A cara de pau dele era de tirar o fôlego.
— Você realmente espera que acredite que você só quer o meu bem depois de ter admitido que tem me espionado há anos? E que foi o responsável por ter arruinado toda e qualquer chance de relacionamento entre mim e qualquer outra pessoa nos últimos anos?
— Isso não tem nada a ver com aquelas coisas...
— Deixe-me adivinhar... você acha que ele é usuário de drogas, certo?
— Não faço ideia. Mas ele não tem sido honesto com você.
— Você não sabe se ele tem sido honesto comigo ou não. Agora, saia daqui. Não quero falar com você e nem quero ouvir o que você tem a dizer.
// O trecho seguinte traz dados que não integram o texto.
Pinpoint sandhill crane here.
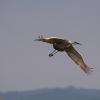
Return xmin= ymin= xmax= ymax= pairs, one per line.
xmin=35 ymin=36 xmax=92 ymax=74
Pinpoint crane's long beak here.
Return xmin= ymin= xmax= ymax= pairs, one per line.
xmin=34 ymin=39 xmax=43 ymax=41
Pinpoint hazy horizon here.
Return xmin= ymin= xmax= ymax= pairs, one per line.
xmin=0 ymin=0 xmax=100 ymax=91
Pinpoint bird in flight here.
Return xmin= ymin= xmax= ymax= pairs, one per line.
xmin=35 ymin=36 xmax=92 ymax=74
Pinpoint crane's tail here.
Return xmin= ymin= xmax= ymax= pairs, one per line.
xmin=80 ymin=64 xmax=93 ymax=75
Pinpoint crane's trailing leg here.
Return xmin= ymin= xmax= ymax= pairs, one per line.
xmin=72 ymin=41 xmax=82 ymax=45
xmin=49 ymin=50 xmax=58 ymax=57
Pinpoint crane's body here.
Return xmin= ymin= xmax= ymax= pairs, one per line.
xmin=36 ymin=36 xmax=92 ymax=74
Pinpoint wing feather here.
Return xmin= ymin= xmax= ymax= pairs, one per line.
xmin=65 ymin=45 xmax=92 ymax=74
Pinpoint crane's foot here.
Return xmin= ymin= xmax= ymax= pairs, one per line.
xmin=49 ymin=53 xmax=53 ymax=57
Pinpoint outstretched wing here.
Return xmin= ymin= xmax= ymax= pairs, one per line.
xmin=65 ymin=46 xmax=92 ymax=74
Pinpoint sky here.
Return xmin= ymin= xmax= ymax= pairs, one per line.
xmin=0 ymin=0 xmax=100 ymax=91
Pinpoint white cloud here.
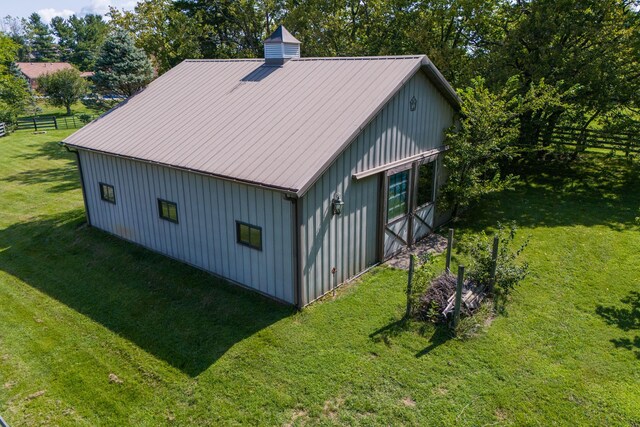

— Então, pergunte você para ele. Pergunte se ele veio a Hampton para encontrar você.
— Para mim chega — foi em direção à porta. — E se você tocar em mim enquanto estiver saindo, eu vou gritar.
Passou por ele e, quando ia abrir a porta, Keith suspirou bem alto.
— Pergunte a ele sobre a fotografia.
Seu comentário a fez parar.
— Quê?
A expressão de Keith era séria, como ela nunca tinha visto.
— A fotografia que ele pegou de Drake.